What are research models

Qualitative versus quantitative researchDr. Petra Scheibler

Every researcher will have to decide at the beginning of the research process which research method he wants to use to achieve his research goal. Numerous methods and procedures are available in this decision-making process, which can be characterized as qualitative or quantitative research methods. The decision for one or the other direction is always accompanied by a specific methodological approach to the research subject.

1. Qualitative methods

In the field of qualitative social research, there are now numerous survey and evaluation methods, e. B. Interviews, qualitative observation methods, individual case analyzes or qualitative content analysis. They have developed in different temporal contexts, technical disciplines and based on different objectives. Accordingly, qualitative methods do not represent a homogeneous group, although they have a lot in common. What is fundamental for all of them is the much more open approach to the subject of research compared to quantitative methods, which can change even during the research process.

The cause lies in the examination of the research subject, which the researcher would like to deliberately approach with great openness. This openness and flexibility in the research process should give space to the discovery of new, previously unknown phenomena or facts. This applies equally to the individual case as well as to research into group phenomena.

At the center of the qualitative research process is the desire to let the target group of interest have their say as far as possible in order to be able to grasp the subjective point of view. The basic assumption here is that people are self-reflective subjects who act as experts of themselves and should be understood as such.

The goal of qualitative research is the exploration of unknown phenomena and the development of new theories and models. For this reason, qualitative research shows strong tendencies towards an inductive approach. However, since this cannot be fully implemented on the part of the researcher due to already existing assumptions and (everyday) theories, one speaks nowadays of the so-called "analytical induction". It represents a combination of induction and deduction logic steps. Its expression is shown in most hermeneutic procedures, but is also reflected in some other procedures such as eg. B. the qualitative content analysis or the grounded theory clearly reflected.

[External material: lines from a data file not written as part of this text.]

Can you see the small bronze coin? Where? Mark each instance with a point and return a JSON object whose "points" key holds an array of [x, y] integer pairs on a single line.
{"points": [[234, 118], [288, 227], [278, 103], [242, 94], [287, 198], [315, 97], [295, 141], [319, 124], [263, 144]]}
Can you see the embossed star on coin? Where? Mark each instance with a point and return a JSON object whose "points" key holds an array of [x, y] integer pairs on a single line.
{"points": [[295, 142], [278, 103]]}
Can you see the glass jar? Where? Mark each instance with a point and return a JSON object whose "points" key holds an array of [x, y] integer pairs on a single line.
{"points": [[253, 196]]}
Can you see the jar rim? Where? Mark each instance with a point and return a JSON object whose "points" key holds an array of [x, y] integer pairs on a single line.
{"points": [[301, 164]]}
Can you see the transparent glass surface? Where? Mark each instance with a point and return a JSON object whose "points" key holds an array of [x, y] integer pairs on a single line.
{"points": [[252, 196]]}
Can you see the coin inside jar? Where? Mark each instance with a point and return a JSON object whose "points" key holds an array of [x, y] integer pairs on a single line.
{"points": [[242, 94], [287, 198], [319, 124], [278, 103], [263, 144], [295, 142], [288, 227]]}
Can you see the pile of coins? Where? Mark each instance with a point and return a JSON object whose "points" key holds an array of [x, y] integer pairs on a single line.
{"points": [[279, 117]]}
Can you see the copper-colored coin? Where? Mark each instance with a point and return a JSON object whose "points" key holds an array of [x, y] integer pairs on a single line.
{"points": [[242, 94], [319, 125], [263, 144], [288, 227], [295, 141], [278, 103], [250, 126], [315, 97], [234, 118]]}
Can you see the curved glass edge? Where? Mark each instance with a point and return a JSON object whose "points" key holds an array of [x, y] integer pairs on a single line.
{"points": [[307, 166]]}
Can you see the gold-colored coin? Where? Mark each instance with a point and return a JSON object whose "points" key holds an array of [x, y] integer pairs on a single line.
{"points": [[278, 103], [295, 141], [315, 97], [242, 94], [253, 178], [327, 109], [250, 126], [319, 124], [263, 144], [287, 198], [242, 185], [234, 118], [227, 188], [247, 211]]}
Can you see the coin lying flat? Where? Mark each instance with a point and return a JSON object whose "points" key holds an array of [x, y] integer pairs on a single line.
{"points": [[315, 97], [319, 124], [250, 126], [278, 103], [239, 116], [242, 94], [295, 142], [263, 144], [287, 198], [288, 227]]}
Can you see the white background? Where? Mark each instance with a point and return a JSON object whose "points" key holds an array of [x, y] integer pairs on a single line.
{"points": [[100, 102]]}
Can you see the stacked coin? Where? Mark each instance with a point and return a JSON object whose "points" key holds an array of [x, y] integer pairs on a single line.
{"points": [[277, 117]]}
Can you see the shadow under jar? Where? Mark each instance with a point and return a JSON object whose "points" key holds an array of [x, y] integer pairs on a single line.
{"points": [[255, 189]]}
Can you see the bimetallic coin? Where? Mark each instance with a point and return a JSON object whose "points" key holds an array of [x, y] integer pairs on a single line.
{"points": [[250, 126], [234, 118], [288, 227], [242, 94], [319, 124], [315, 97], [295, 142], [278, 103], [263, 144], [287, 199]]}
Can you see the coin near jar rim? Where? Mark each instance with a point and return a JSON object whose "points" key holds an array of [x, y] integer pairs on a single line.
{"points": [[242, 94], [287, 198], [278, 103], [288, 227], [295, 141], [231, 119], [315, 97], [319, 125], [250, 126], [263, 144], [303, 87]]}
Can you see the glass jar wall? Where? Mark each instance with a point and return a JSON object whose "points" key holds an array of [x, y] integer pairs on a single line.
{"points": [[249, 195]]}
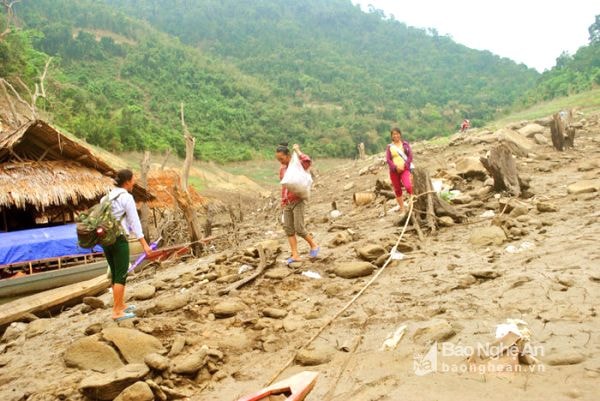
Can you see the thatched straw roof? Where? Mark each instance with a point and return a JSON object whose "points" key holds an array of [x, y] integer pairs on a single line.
{"points": [[40, 142], [49, 183], [161, 184]]}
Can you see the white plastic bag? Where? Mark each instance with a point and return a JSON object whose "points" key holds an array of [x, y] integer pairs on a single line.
{"points": [[297, 180]]}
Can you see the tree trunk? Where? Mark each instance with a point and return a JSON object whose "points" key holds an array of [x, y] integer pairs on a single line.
{"points": [[182, 195], [145, 212], [428, 204], [557, 129], [503, 169]]}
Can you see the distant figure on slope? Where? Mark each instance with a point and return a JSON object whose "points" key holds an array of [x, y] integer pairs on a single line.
{"points": [[117, 254], [293, 206], [399, 158], [465, 125]]}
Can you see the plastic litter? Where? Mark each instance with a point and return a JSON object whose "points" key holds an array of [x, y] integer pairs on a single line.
{"points": [[391, 342], [525, 245], [311, 274], [488, 214], [244, 269]]}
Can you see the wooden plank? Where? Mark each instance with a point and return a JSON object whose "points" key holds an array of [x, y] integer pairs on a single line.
{"points": [[14, 310]]}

Methods such as the qualitative content analysis according to Mayring (2010) enable the connection of qualitative and quantitative analysis steps and in this way offer interesting ways to bridge the now traditional gap between the two methodological forms of access.

2. Quantitative methods

Ideally, the quantitative research process follows a predefined pattern compared to qualitative research. For this, theories and models about the subject of the research must already be available at the beginning of the research process. Subsequent to this, hypotheses are deductively derived, which are checked in the research process. For this purpose, an operationalization and the formation of measurable indicators take place. On the basis of an investigation design, the procedure for data collection (including experiment, trial), the dependent or independent variable and the measurement operations are determined in advance. As part of the subsequent data collection, measurements are taken on test subjects in order to be able to record the degree of severity of the indicators defined in advance.

The evaluation of the data is carried out using statistical methods and with recourse to control groups in order to be able to control possible disruptive influences. The degree of knowledge gained is secured by significance tests and the findings are then related to the theoretical model and interpreted.

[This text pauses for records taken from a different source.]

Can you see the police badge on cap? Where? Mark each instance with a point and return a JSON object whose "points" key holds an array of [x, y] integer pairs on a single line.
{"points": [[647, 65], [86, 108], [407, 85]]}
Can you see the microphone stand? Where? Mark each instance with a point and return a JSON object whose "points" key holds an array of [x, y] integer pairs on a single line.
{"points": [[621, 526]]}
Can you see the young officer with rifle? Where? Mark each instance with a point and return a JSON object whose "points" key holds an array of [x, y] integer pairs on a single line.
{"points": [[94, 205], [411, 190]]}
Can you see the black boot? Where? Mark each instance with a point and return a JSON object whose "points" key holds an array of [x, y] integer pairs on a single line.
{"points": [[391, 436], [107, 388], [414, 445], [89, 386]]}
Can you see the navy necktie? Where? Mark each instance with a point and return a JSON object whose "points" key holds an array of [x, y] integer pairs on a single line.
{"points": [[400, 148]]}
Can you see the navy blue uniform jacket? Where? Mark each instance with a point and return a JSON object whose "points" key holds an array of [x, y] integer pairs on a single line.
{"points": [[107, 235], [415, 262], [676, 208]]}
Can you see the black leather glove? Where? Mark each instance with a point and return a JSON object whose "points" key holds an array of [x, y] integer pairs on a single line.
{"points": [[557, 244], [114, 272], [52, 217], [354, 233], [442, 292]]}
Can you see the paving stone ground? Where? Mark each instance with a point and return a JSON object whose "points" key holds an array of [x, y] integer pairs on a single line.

3. Overview of the differences between qualitative and quantitative methods

4. Implications for one's own approach

The decision for a specific research method should be carefully weighed up in advance against the background of the respective advantages and disadvantages. In principle, a method must always be adapted to the research subject. The state of research represents a further decision criterion: the selection of the research strategy and thus also the research method should always take into account the current state of scientific research.

Recommended reading

Flick, U., Kardorff, E. v., Keupp, H., Rosenteil, L. v. & Wolff, S. (2011). Handbook of qualitative social research. Fundamentals, concepts, methods and applications. Weinheim: Beltz.

Glaser, B. G. & Strauss, A. (2010). Grounded Theory, Qualitative Research Strategies. 3rd edition, Bern: Huber.

Wolf, W. (1995). Qualitative versus quantitative research. In E. König & P. ​​Zedler (eds.), Qualitative research results. Vol. I: Basics of qualitative research (Pp. 309-329). Weinheim: Beltz.